Fun run of surf ahead

Craig Brokensha picture
Craig Brokensha (Craig)

Southern Tasmanian Surf Forecast by Craig Brokensha (issued Monday July 1st)

Best Days: Tomorrow, Wednesday morning, later Friday, Saturday, Sunday, Monday

Features of the Forecast (tl;dr)

  • Moderate sized S/SW swell easing tomorrow with W/NW-NW winds, tending SW late, smaller Wed with W/NW-NW winds, tending S into the PM
  • Moderate sized SW groundswell building later Fri, peaking Sat
  • Reinforcing S/SW swell Sun PM and Mon AM
  • NW-N/NW tending variable winds Fri through to Mon

Recap

An inconsistent groundswell seen into Friday afternoon eased back from 1-2ft on Saturday morning, while yesterday, a deepening low moving across us brought with it a moderate sized increase in swell but with average winds.

Conditions have improved into today and this afternoon is looking good with the rising tide and 3ft sets as our better pulse of mid-period S/SW swell fills in.

New swell this afternoon

This week and weekend (Jul 2 - 6)

We’ve got some fun surf days ahead with polar frontal activity generating S/SW swell pulses, with the first coming in at 3ft this afternoon, easing back tomorrow morning from a similar size.

Wednesday will be smaller but still 2ft and local winds are favourable with a W/NW-NW tending late SW breeze tomorrow, W/NW-NW tending variable and then S into the afternoon Wednesday.

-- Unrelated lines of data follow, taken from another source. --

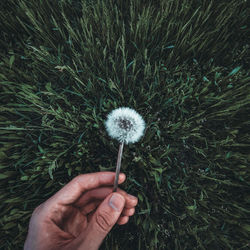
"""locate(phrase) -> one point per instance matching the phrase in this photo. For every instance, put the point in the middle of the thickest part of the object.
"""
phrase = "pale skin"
(80, 215)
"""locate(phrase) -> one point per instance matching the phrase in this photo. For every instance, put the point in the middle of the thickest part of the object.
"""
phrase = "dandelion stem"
(118, 166)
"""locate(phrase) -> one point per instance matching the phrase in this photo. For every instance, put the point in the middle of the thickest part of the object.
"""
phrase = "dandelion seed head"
(125, 125)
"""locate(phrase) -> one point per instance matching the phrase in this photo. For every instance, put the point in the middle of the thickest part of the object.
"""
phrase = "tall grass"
(183, 65)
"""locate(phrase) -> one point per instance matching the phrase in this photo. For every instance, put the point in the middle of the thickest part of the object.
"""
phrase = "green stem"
(118, 166)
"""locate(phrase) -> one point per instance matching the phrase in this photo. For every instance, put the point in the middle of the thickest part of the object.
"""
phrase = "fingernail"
(132, 197)
(116, 202)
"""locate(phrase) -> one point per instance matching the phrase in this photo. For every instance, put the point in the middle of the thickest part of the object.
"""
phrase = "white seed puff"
(125, 125)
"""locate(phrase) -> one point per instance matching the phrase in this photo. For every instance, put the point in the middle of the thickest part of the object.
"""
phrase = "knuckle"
(103, 221)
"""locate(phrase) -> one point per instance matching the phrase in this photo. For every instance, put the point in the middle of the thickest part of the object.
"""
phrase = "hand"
(80, 215)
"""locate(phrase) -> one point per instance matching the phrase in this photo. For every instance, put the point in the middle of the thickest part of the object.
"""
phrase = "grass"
(183, 65)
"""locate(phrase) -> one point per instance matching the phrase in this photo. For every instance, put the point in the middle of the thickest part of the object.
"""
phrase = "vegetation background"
(182, 64)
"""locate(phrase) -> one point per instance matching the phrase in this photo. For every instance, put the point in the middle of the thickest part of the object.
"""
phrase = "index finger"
(82, 183)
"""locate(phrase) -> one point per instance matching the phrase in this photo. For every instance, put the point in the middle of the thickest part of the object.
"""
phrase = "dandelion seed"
(126, 126)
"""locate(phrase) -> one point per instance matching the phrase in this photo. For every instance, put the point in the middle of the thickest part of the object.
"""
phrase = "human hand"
(80, 215)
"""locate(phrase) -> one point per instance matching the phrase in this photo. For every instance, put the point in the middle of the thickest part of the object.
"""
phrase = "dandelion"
(126, 126)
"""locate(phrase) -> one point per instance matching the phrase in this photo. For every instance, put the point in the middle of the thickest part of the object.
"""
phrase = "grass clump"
(183, 65)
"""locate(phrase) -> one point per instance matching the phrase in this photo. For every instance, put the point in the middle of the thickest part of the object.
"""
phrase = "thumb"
(103, 220)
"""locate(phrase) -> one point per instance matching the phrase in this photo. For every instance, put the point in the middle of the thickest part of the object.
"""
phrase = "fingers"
(123, 220)
(101, 194)
(82, 183)
(105, 217)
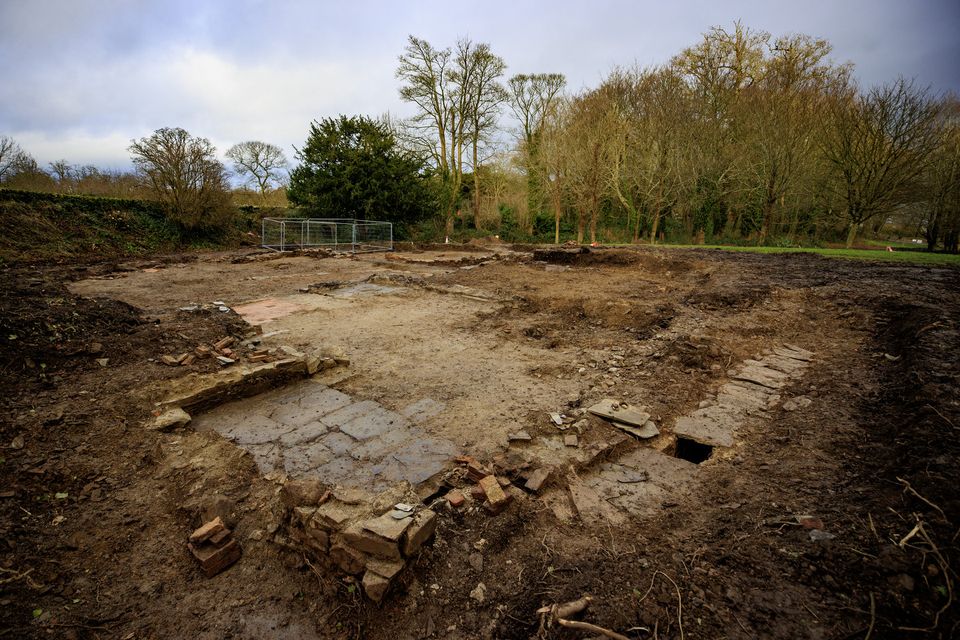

The surf looks to bottom out on Thursday but come Friday, we should see some new W/SW-SW groundswell filling in, peaking Saturday.

The source will be an east-southeast tracking cold front from the Indian Ocean, deepening once reaching the polar shelf, but then weakening whilst pushing east under us.

A good 2-3ft of groundswell is likely from this system possibly later Friday but more so Saturday with a trailing front likely to generate a similar sized S/SW pulse for Sunday afternoon/Monday morning.

Winds on Friday look offshore from the N/NW all day, similar Saturday, Sunday and Monday.